PBS jobs with conditional execution
from LINK
It is possible to start a job on the condition that another one completes beforehand; this may be necessary for instance if the input to one job is generated by another job. Job dependency is defined in PBS using the -W flag. To illustrate with an example, suppose you need to start a job using the script second_job.sh after another job finished successfully. Assume the first job is started using script first_job.sh and the command to start the first job.
To do this, you must use an extra command-line option as follows:
qsub -W depend=<dependency_list> [Options] [script_file]
Your options for dependency lists are:
- afterany:<job_id> — This will hold the job until after job_id finishes, either in error or successfully
- afterok:<job_id> — This will hold the job until after job_id finishes. If job_id finishes successfully, the submitted job will be instantly released for execution. Otherwise, it is deleted.
- afternotok:<job_id> — This will hold the job until after job_id finishes. If job_id fails, the submitted job will be instantly released for execution. Otherwise, it is deleted.
For example: first job is submitted
qsub amber_first.pbs
and it returns the job ID 61112.sched01. Then, the command to start the second job is
qsub -W depend=afterok:61112.sched01 amber_second.pbs
This job dependency can be further automated (possibly to be included in a bash script) using environment variables:
JOB_ID_1=`qsub amber_first.pbs` JOB_ID-2=`qsub -W depend=afterok:$JOB_ID_1 amber_second.pbs`
Running parallel code with PBS scheduler
When you are running an MPI program, you often launch that program with syntax like:
mpirun -np 4 <program> [args]
to launch <program> with 4 threads on the same machine. This typically only makes sense if you have at least 4 processors (or processing cores) available. When using PBS, you typically want to run on every processor you requested. This is where PBS_NODEFILE (mentioned in the previous section) comes in handy. PBS_NODEFILE is a temporary file created by your PBS job as soon as your job starts that tells your job where it can run, with a separate line for each node you were allocated (if you requested 8 cores on a single node, that node is listed 8 times).

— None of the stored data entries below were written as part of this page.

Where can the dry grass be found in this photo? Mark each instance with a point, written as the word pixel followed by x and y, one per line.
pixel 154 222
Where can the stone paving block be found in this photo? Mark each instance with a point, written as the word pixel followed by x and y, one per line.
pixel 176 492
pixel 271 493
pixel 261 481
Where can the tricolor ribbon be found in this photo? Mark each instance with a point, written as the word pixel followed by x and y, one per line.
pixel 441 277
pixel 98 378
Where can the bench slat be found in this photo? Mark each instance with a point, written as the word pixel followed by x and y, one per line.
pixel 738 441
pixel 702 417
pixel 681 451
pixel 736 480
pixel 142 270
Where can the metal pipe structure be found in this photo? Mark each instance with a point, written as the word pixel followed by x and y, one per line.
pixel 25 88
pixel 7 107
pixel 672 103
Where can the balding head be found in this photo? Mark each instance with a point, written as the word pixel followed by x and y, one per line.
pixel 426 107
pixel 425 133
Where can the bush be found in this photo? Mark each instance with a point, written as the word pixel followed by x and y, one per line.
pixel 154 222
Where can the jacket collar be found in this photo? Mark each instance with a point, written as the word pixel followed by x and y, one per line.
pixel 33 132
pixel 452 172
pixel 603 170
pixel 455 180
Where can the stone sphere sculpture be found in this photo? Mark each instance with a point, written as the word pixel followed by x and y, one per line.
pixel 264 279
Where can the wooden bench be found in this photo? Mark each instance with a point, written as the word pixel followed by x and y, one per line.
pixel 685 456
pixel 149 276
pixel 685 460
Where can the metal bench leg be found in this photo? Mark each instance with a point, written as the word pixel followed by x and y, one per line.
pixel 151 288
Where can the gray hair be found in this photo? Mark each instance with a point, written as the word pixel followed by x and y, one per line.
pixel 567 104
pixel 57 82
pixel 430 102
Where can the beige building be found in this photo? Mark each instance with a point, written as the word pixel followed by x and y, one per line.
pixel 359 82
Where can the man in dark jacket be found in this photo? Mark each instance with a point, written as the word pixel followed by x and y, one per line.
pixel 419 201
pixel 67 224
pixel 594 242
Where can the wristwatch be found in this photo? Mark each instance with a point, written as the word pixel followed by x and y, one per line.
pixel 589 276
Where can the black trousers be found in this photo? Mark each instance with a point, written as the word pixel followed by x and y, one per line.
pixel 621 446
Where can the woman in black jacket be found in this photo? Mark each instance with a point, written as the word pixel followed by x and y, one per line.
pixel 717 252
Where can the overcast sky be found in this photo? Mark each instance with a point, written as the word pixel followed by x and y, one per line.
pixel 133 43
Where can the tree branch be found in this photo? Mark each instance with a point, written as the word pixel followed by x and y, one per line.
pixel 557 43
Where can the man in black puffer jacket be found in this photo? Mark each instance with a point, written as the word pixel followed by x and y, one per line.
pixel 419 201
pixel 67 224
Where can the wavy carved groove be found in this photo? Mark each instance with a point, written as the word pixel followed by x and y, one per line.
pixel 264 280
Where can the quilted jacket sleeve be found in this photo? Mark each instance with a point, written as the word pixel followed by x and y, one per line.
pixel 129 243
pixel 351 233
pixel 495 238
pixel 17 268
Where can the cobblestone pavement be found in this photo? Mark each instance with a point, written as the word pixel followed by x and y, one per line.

Therefore, you can determine the number of nodes you have available via
nprocs=`echo $PBS_NODEFILE | wc -l`
which counts the number of lines in PBS_NODEFILE.
You can then use the mpirun command via:
mpirun -np $nprocs <program> [options]
As a better option, though, most mpirun or mpiexec programs will take an arbitrary machine file that tells it where to run (instead of -np 4). Therefore, you should use a command like:
mpirun -machinefile $PBS_NODEFILE <program> [options]
or
mpirun -hostfile $PBS_NODEFILE <program> [options]
Some MPIs are also compiled with Torque/PBS support (ask your sysadmin about this). If this is the case, then mpiexec will already know to look in PBS_NODEFILE, and all you will have to type is:
mpiexec <program> [options]
and it will already run ‘correctly’.